|Jan 09, 2011, 09:04 AM|
That is as it always is --- I'm not a professional - the Script is the second attempt to dig into something softwarespecific I did not originally learn!
My second impression is that , when it comes to more complex scripts ... that stuff is gettin very fast very slow !!! I actually try myself to implement a kind of basic 2Dcam for one go routing including the automated tab thing . but that is just for to evaluate the posibilities!
At the moment I try to find the right command to get the amount of 1st dimension cells in a 2 dimensional array back! THe array contains a unknown amount of 3D coods - I just would like to know the amount of 3Coordpackages I created with a closed function!
|Jan 09, 2011, 02:09 PM|
Ten hours later ... Performance is still low but who cares ...

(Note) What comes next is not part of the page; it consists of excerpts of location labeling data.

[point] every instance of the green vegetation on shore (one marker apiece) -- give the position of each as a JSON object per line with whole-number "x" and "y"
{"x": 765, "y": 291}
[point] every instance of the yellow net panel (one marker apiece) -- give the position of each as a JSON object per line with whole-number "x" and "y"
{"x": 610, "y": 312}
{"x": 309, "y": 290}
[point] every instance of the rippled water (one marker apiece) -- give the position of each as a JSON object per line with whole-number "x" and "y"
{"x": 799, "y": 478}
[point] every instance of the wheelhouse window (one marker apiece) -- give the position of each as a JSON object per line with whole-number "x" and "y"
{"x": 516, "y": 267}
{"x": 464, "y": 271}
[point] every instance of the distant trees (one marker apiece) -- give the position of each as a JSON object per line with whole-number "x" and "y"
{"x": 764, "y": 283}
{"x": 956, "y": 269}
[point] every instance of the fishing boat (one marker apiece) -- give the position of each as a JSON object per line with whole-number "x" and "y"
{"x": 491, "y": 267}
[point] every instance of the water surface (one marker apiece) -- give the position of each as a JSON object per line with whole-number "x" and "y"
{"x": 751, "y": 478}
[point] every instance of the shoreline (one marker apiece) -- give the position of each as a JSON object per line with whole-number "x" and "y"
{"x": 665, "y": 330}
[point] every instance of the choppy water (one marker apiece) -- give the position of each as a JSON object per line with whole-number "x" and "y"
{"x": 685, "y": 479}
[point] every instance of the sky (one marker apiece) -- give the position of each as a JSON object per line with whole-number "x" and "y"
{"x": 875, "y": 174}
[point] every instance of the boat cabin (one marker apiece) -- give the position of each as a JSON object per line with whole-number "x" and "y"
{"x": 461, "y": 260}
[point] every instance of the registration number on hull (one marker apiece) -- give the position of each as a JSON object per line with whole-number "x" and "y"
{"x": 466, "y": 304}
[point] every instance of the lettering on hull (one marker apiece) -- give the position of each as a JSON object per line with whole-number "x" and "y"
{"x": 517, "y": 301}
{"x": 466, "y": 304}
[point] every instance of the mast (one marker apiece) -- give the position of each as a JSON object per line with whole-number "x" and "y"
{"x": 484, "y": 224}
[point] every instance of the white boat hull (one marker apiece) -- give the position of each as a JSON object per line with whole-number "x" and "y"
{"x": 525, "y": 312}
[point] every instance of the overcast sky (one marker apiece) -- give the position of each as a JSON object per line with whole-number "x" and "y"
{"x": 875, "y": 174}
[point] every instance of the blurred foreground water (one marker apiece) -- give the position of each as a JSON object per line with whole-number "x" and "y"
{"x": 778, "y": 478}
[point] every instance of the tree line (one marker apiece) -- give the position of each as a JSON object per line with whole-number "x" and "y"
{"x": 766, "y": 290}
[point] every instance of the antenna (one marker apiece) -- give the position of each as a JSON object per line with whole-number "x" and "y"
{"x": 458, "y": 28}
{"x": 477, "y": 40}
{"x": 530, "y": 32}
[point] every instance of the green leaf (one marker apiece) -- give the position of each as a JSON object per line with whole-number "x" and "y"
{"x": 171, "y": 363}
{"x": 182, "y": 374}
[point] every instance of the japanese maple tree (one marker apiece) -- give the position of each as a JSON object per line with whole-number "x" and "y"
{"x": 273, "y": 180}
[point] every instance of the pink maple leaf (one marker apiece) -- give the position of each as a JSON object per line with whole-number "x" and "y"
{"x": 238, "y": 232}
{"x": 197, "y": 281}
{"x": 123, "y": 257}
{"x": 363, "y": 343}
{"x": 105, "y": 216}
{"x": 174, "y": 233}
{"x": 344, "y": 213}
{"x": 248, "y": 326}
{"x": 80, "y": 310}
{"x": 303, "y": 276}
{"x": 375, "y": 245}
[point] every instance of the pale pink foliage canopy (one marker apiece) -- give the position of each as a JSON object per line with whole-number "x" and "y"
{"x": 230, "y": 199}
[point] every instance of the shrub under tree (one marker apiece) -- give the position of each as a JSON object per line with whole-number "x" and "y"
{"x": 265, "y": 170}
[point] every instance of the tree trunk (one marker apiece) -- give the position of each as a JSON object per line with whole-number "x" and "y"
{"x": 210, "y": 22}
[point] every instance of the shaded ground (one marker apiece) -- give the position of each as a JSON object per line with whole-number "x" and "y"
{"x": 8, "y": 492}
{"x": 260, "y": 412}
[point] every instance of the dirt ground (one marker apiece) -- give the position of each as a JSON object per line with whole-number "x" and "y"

Now I know how I would start this project so I would go for it again ..... more administration and better organized workflow ... but that is always the way of a study!!!
As soon as the video is available! ...
|Jan 27, 2011, 10:40 AM|
So.. time to going a little over basic functions..
I want to draw a balsa wing, with lightening holes, tube holes, and so on.
Suppose that i don't have "Profili" or "Foile-me" or any else software.
I import the airfoils in Rhino.
I make a loft between them.
I draw eleven 2D surfaces.
I use the surfaces to extract the sections (command "Section").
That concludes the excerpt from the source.